Light through the wall experiment ALPS

Researchers at DESY are interested not only in extremely heavy particles, which have to be generated by means of large high-energy accelerators; very light particles at the lower end of the energy scale can also point the way toward unknown physics phenomena. The ALPS experiment, which is tiny compared to the vast LHC and ILC facilities, is helping DESY researchers to track down such lightweights of the subatomic world.

With large high-energy accelerators such as the LHC in Geneva or the planned ILC linear collider, physicists are searching for the heavyweights among subatomic particles – particles that had previously escaped them because the energies reached by former accelerators were never high enough to generate particles of such a mass. Some theories that take us beyond the Standard Model of particle physics predict the existence of new particles that are around 1000 times heavier than protons. However, recent theoretical works, along with some still poorly understood experimental observations, suggest that the “new physics” could also include a host of extremely light particles.

These so-called WISPs (weakly interacting sub-eV particles) rarely react with matter and are therefore seldom generated, which means that their tracks would simply be drowned out by the flood of standard reactions in large high-energy accelerators. To detect these hypothetical WISPs at the lower end of the energy scale, it is therefore necessary to use other means. These include the experiment ALPS (Any Light Particle Search) at DESY.

Light through a wall

The ALPS II experiment involves an international team of physicists. Their seemingly absurd proposal is to make “light shine through a wall”. To achieve this, they first direct a laser beam through the powerful magnetic field generated by decommissioned superconducting dipole magnets from the HERA ring accelerator. In the event that WISPs do actually exist, some of the photons (particles of light) in the laser beam should disappear and change into these mysterious lightweight particles. Installed in the middle between the magnets is a wall that stops the laser beam. The theory is that any WISPs produced would be able to pass through the wall – since they react so rarely with other particles, solid matter is no obstacle for them. Once they re-enter the magnetic field beyond the wall, the WISPs could then change back into particles of light, which would then show up in a photon detector. The light from the laser beam thus would have effectively passed through the wall.

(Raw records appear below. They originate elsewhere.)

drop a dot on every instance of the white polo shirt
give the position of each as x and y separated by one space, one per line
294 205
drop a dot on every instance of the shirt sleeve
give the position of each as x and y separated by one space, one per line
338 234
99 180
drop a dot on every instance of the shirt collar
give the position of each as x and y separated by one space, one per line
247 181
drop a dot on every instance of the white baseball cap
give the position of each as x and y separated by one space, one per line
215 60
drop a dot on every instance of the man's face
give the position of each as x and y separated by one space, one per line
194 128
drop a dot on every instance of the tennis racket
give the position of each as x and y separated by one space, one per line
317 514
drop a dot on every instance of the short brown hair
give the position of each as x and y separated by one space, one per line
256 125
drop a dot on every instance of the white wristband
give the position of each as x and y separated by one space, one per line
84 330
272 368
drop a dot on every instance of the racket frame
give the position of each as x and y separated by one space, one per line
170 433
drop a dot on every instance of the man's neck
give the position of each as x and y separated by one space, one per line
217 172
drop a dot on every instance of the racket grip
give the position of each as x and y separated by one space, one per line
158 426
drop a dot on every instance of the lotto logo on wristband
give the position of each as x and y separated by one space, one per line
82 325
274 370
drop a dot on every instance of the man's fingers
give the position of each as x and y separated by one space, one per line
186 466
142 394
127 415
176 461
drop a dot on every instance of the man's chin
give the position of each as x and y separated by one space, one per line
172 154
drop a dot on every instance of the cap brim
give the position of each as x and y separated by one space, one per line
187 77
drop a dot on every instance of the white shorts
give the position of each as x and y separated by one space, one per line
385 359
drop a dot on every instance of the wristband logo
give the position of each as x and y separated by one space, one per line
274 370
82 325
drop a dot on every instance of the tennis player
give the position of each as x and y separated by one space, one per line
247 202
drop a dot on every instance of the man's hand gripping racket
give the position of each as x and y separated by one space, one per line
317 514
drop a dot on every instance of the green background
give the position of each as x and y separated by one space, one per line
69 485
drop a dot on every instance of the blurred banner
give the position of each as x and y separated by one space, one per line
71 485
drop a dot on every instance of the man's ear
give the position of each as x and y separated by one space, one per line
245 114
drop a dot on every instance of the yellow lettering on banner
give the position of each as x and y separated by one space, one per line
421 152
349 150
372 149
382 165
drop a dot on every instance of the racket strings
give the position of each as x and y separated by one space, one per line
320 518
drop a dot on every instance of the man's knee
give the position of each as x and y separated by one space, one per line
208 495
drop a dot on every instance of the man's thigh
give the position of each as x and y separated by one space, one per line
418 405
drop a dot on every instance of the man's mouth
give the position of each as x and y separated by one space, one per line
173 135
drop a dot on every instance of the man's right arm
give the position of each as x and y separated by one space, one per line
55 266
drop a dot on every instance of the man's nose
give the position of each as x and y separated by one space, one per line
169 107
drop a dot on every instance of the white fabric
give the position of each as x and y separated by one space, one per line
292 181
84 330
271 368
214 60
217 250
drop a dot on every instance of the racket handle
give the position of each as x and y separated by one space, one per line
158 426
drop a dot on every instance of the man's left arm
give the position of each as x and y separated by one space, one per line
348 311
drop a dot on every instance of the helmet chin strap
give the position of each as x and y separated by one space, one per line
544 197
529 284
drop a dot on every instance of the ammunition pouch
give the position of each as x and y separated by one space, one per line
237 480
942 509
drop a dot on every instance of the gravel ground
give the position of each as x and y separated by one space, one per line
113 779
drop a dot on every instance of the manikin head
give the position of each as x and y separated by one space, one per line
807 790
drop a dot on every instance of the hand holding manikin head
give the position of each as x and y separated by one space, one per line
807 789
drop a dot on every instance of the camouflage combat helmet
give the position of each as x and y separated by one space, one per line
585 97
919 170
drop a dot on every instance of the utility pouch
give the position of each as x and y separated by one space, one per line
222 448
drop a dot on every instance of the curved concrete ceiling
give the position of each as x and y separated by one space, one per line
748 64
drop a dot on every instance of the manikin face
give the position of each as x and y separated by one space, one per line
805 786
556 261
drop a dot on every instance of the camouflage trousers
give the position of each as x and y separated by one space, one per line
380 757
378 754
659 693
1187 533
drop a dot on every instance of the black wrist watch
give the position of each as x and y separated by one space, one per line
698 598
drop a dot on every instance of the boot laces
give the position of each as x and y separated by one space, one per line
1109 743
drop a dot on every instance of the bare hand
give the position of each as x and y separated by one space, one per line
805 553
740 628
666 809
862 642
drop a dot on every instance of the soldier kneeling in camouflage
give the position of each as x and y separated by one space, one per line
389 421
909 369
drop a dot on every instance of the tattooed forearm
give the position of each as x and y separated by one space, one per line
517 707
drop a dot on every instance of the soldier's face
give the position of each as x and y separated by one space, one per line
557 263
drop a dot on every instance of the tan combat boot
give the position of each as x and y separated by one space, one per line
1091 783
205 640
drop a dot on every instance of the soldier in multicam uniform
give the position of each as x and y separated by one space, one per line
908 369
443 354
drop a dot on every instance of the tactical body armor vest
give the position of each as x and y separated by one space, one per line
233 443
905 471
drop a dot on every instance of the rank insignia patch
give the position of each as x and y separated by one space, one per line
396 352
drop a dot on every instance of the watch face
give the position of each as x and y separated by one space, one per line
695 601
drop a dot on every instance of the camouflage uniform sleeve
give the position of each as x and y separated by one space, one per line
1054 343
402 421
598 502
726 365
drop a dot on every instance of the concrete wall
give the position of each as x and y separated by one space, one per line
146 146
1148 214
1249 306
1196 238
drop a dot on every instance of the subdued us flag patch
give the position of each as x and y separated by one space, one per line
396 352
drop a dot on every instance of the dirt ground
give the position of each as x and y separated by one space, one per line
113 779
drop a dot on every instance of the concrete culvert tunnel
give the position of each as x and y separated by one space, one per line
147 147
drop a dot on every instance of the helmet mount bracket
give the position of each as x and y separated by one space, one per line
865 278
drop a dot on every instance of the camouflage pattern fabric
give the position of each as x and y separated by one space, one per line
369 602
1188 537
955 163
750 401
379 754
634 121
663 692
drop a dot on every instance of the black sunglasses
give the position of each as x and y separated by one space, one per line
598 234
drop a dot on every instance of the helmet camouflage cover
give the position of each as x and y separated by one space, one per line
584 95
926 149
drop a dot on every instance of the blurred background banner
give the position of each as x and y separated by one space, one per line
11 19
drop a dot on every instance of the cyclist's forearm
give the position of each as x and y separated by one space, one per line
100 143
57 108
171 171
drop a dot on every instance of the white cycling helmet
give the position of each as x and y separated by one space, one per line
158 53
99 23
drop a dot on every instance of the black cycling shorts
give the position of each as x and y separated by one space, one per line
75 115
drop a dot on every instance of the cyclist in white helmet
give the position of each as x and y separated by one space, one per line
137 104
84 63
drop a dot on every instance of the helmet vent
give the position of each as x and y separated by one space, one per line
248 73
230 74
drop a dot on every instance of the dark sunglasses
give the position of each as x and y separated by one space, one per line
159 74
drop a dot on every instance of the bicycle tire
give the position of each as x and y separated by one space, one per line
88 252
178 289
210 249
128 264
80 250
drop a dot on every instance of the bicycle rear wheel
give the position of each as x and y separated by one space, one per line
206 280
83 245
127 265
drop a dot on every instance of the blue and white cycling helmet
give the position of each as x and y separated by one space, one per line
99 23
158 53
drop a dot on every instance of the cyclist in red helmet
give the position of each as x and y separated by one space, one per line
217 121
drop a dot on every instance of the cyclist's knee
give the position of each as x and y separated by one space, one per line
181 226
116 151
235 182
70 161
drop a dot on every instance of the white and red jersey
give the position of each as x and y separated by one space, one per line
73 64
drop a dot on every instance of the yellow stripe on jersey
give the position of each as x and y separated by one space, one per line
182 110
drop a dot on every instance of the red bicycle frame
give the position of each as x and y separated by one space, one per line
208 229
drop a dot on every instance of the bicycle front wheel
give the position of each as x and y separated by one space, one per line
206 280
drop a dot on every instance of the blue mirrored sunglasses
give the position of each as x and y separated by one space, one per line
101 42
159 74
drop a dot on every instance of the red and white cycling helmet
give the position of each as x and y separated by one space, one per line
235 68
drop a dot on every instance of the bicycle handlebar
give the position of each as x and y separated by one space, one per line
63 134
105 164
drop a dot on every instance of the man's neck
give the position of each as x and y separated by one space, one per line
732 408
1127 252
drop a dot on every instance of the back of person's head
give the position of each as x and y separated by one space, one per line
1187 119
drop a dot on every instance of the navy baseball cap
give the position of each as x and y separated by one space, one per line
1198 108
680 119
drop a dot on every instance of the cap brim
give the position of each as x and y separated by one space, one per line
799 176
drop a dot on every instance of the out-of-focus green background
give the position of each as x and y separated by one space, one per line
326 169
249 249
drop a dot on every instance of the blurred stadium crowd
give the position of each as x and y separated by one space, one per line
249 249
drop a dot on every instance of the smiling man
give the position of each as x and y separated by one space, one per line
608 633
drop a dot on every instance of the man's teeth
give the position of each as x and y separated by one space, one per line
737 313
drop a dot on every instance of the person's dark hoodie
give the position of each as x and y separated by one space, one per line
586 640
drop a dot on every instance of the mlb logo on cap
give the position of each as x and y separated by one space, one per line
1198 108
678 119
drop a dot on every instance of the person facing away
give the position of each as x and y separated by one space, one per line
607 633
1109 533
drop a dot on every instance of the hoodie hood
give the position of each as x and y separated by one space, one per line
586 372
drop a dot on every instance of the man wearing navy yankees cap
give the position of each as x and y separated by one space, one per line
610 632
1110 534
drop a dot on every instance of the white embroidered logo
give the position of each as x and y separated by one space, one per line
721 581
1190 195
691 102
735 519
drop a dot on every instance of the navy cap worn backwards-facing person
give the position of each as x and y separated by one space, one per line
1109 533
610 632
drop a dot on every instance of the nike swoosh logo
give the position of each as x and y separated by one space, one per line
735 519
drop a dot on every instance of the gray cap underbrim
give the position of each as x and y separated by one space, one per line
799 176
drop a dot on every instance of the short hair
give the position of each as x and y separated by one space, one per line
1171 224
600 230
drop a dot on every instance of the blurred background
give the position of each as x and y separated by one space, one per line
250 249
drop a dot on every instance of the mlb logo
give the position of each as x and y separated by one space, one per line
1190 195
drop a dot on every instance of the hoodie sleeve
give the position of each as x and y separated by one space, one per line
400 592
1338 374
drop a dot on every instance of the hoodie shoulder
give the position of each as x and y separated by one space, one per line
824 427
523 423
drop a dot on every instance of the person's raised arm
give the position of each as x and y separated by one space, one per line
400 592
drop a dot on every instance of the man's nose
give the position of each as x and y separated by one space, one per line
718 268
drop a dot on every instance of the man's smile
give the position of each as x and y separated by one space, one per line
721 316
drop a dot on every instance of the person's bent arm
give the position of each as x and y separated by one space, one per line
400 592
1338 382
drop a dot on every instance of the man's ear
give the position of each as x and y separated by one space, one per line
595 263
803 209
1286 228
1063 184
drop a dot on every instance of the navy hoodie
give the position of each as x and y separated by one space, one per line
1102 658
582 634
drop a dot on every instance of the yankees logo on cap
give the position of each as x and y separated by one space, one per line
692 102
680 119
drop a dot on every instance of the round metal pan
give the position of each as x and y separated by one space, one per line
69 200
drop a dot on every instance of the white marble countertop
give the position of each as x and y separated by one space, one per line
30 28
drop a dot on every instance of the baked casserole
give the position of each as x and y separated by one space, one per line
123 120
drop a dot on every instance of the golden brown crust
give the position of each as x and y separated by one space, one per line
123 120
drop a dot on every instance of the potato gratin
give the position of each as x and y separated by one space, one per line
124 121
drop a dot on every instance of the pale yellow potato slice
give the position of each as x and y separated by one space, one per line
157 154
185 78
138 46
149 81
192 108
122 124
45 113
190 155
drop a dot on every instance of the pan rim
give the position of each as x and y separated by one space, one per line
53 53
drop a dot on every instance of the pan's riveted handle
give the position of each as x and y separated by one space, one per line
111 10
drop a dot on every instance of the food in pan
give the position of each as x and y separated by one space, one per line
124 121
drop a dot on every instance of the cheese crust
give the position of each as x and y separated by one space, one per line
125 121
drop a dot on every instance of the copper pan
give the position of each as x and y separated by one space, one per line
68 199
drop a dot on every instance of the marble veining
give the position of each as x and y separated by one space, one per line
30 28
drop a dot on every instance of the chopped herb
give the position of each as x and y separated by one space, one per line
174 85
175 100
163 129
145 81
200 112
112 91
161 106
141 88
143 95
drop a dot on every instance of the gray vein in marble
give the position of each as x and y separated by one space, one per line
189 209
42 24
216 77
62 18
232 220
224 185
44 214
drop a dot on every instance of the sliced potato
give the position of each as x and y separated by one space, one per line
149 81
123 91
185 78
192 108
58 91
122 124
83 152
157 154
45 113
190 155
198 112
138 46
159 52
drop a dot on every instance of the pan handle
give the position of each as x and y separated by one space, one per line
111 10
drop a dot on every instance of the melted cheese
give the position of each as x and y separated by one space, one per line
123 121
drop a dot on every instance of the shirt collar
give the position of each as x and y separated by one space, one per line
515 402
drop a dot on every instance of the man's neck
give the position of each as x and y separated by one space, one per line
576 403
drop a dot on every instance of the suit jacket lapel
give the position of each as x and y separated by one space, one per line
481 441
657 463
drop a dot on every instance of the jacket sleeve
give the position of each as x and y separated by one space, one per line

Yet the expected yields from such photon regeneration experiments are extremely low. At best, scientists predict that one in a billion photons will change into a WISP; and of those, only one in a billion will ever change back into a photon. The experimental setup thus has to be extremely sensitive for researchers to even have a chance of tracking down the quick-change artists.

Small but sharp

In the first phase of the ALPS experiment from 2007 to 2010, the physicists used a single HERA magnet. As the world's most sensitive experiment in this field, ALPS provided the most precise limits on the existence of WISPs, improving previous results by a factor of ten. To further increase the sensitivity of the measurements by several orders of magnitude, the ALPS scientists plan to repeat the experiment with 24 HERA dipoles, in the middle of which the wall is to be located.

It may well turn out that the ALPS physicists with their HERA magnets will be quicker to deliver some long hoped-for signs of new physics than the scientists working on hugely expensive accelerator facilities. In any case, the hunt for extremely lightweight particles in the low-energy region ideally complements the large-scale experiments conducted at the highest energies. In combination, the results of each approach will make a vital contribution toward increasing our knowledge of the elementary building blocks of the universe and the way in which they interact with one another.

Research and development for ALPS II started in the year 2011. First results are expected in 2022.

More WISP experiments at DESY

If the WISP particles exist, they would also have to be produced in large amonts in the sun. The International AXion Observatory IAXO will search for WISPs emitted by the sun. In a dedicated magnet tracking the sun, such particles would convert to X-ray photons. BabyIAXO, the prototype for IAXO, will not only allow testing crucial technologies, but will in addition reach unprecedented sensitivities in WISP searches. The construction of BabyIAXO will start in full swing in the year 2022 hoping for first data three years later.

The Magnetized Disk and Mirror Axion eXperiment MADMAX targets galactic axions, the dark matter all around us. These ambient WISPs could convert to very feeble microwave radiation, again mediated by a strong magnetic dipole field. At present, prototype tests are ongoing; the final experiment might be finished in the year 2028.